Reproducible Evaluation

Ensure consistent evaluation results:

def reproducible_evaluation(model, eval_data, targets, random_seed=42):
    """Ensure reproducible evaluation results."""

    # Set random seeds
    np.random.seed(random_seed)

    with mlflow.start_run():
        # Log evaluation configuration
        mlflow.log_params(
            {
                "eval_random_seed": random_seed,
                "eval_data_size": len(eval_data),
                "eval_timestamp": pd.Timestamp.now().isoformat(),
            }
        )

        # Consistent data ordering
        eval_data_sorted = eval_data.sort_values(
            by=eval_data.columns.tolist()
        ).reset_index(drop=True)

        # Run evaluation
        result = mlflow.models.evaluate(
            model,
            eval_data_sorted,
            targets=targets,
            model_type="classifier",
            evaluator_config={"random_seed": random_seed},
        )

        return result

Conclusion

MLflow's model evaluation capabilities provide a comprehensive framework for assessing model performance across classification and regression tasks. The unified API simplifies complex evaluation workflows while providing deep insights into model behavior through automated metrics, visualizations, and diagnostic tools.

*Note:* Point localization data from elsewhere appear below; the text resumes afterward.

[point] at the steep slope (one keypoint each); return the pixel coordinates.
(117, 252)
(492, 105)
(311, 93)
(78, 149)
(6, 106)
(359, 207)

Key benefits of MLflow model evaluation include:

• Comprehensive Assessment: Automated generation of task-specific metrics and visualizations
• Reproducible Workflows: Consistent evaluation processes with complete tracking and versioning
• Advanced Analysis: Error investigation, feature impact analysis, and model comparison capabilities
• Production Integration: Seamless integration with MLflow tracking for experiment organization and reporting

Whether you're evaluating a single model or comparing multiple candidates, MLflow's evaluation framework provides the tools needed to make informed decisions about model performance and production readiness.